I attend meetings. And you know what? It isn't so bad. Most of them are conference calls these days, so I can keep my feet on my desk while I listen through my headset to the inane droning from the other end. That part is actually pretty cool.

The hard part, the part that takes up the bulk of my time and mental energy is figuring out when to "go" to a meeting, what meetings to "go" to, and what number to dial to attend. So I spend a lot of time in scheduling a meeting via email and then putting it on my calendar, and often enough forgetting about the meeting until 25 minutes after it started anyway. In most cases the meeting didn't require my presence, or eventually someone will call me to ask the specific question that the group who attended arrived at. In the end, my time has not only been saved to permit me to work on other things, my value as a senior engineer has been illustrated to those who waited on me.

Let me just say right here that I staunchly refuse to use Microsoft Outlook for reasons other than just its storied history of security vulnerabilities. For one thing, I don't want someone to send me an "invite" that automatically assigns my time. I don't care to expose my calendar to the rest of the company (what if sales blow-hards started attending my POWER meetings? shit!). I also can keep a straight face when I tell people that the bulk of my real work gets done when I am not in meetings, so staying out of meetings is an advantage to my productivity.

Still, I must keep a calendar so I can refer to it when someone asks me a question because the inevitable answer is that I will have a better answer for them after some other meeting which is happening later in the week. You want to know if the widget-counter contraption you've been asking me about for three months is complete yet? Yeah, let me get back to you after the engineering meeting Thursday afternoon. Of course, on Friday they are too busy thinking about light beer to remember to ask me about it again, so the cycle can continue for another week. I also need to keep a calendar so I know when to go get my haircut.

What I would hope for, presumably in order to be more efficient, is an easier to use calendar. A way to be automatically gently reminded of upcoming events, and just a little goddamn privacy. Look, efficiency is efficiency. If it could help me be more efficient with working, it will help me be more efficient with slacking.

A colleague has suggested using calendar.google.com but I know that using external websites to record sensitive company data is, well, frowned upon in an organization so large that they feel they must do everything themselves or not at all.

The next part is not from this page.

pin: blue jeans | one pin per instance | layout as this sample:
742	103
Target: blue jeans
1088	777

In the mean time, a frustratingly large proportion of the time that I'm in my chair, awake, sober, and not unabashedly wasting my time is spent coordinating my schedule instead of solving cool problems that make things work better, faster, cheaper. If you wonder what drives a person to become a slack-hacker, that's a big part of it.

1 comment:

.jeff. said...

have you tried the old fashion paper calender? you know. kill a tree, but save some power. you can generate your own printable pdf calender and even have it automagically tack on the moon phases. golly-gee that's swell.
and it's more portable than a pda or blackberry. you can fold paper up really easily and stick it in your back pocket. and you don't need to charge it either! how very futuristic. as for security. it's only as good as your ability to not let it slip out of your pocket and into the wrong hands. and until every piece of paper gets an IPv6 address you should be okay from the nefarious interwebs.